Stock markets decline on concerns over US trade policies, weak consumer spending, and sticky inflation.
From Nasdaq: 2025-03-28 12:58:00
Stock indexes are down today, with the S&P 500, Dow Jones, and Nasdaq all showing losses. The decline is attributed to concerns about US trade policies affecting economic growth. Personal spending and inflation data are weaker than expected, adding to investor worries.
Federal Reserve comments on tariffs boosting inflation have heightened market concerns. Personal spending and income data for February were mixed, with spending slightly below expectations and income stronger. The core PCE price index, a key inflation gauge, rose more than expected, fueling fears of sticky inflation.
Market expectations for a rate cut after the May FOMC meeting are at 16%. Overseas markets are also lower, with European stocks and Chinese and Japanese indices showing declines. Interest rates are affected by US economic news, with T-notes climbing on support from German bunds and relief from Treasury auctions.

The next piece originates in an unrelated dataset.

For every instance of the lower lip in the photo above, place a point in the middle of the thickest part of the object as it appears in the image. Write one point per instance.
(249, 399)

Economic concerns in Europe include falling economic confidence and higher unemployment in Germany. Swaps are pricing in an 85% chance of an ECB rate cut in April. US stock movers include chipmakers and companies like Lululemon and Delta Airlines facing losses due to economic worries. Some companies, like WR Berkley and Rocket Lab USA, are seeing gains.
US Steel is up as talks continue with Nippon Steel. AngloGold Ashanti leads mining stocks higher as gold prices rise. Beam Therapeutics and AppLovin are also up on positive news. Earnings reports for various companies are due on March 28, 2025, adding to market activity. Market outlooks remain cautious amid economic uncertainties.